Vijf katalysators voor hogere goudprijzen in 2014
27 december 2013
Goudprijzen zijn inmiddels neergedaald tot een niveau van begin 2010. Na een correctie van ongeveer twee jaar tijd — goud stevent af op haar eerste jaarlijkse verlies sinds 2004 (in euro’s tenminste) — blikken we vandaag vooruit op 2014. Wat zijn mogelijke katalysators voor een hogere goudprijs in het nieuwe jaar?
Vijf katalysators voor hogere goudprijzen in 2014
Goudprijzen zijn inmiddels neergedaald tot een niveau van begin 2010. Na een correctie van ongeveer twee jaar tijd — goud stevent af op haar eerste jaarlijkse verlies sinds 2004 (in euro’s tenminste) — blikken we vandaag vooruit op 2014. Wat zijn mogelijke katalysators voor een hogere goudprijs in het nieuwe jaar?
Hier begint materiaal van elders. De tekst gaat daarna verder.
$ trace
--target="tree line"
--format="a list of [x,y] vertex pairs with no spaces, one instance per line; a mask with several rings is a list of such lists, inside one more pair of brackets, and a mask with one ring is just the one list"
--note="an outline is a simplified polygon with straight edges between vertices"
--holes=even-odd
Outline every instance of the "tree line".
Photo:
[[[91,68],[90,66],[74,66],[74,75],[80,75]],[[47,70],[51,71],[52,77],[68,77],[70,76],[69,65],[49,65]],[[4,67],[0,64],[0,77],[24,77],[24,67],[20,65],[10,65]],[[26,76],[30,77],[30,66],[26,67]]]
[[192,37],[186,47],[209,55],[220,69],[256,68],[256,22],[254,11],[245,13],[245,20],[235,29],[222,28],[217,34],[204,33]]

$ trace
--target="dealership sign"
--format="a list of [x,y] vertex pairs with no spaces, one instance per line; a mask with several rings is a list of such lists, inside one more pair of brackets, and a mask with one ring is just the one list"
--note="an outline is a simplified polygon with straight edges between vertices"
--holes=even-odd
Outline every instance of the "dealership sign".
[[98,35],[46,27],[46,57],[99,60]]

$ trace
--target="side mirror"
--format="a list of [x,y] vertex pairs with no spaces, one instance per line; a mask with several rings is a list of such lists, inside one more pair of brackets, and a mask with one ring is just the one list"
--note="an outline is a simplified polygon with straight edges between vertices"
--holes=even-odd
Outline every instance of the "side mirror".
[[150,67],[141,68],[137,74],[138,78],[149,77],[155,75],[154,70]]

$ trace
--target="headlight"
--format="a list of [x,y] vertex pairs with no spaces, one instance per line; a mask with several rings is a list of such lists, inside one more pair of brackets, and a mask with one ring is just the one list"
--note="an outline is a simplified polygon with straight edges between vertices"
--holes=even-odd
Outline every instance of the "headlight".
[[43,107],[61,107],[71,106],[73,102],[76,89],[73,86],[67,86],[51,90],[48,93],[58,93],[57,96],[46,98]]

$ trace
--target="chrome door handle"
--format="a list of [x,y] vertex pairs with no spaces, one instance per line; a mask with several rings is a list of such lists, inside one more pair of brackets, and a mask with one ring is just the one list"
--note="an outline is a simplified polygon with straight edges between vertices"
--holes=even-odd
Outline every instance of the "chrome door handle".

Katalysator één: een correctie in aandelenprijzen
Het Q-ratio — de prijs die op de aandelenmarkt voor een euro aan eigen vermogen wordt betaald — is misschien wel dé indicator van overwaardering op de aandelenmarkt. Momenteel belooft deze indicator weinig goeds voor aandelenprijzen. Sterker nog, historisch gezien liggen aandelenprijzen te hoog en is een flinke correctie in aandelenprijzen een kwestie van tijd.
Daarbij kent het verminderen van het QE-programma een precedent in Japan. Twee weken na het Japanse ‘taperen’ begon — belangrijk — een flinke correctie in aandelenprijzen. Japanse aandelen verloren meer dan een kwart van hun waarde. De yen daalde toen echter eveneens (ondanks dat het daarvoor, direct na de mededeling van de Bank van Japan, steeg). Dit duidt erop dat geld niet van aandelen naar cash ging, maar naar andere beleggingen vloeide.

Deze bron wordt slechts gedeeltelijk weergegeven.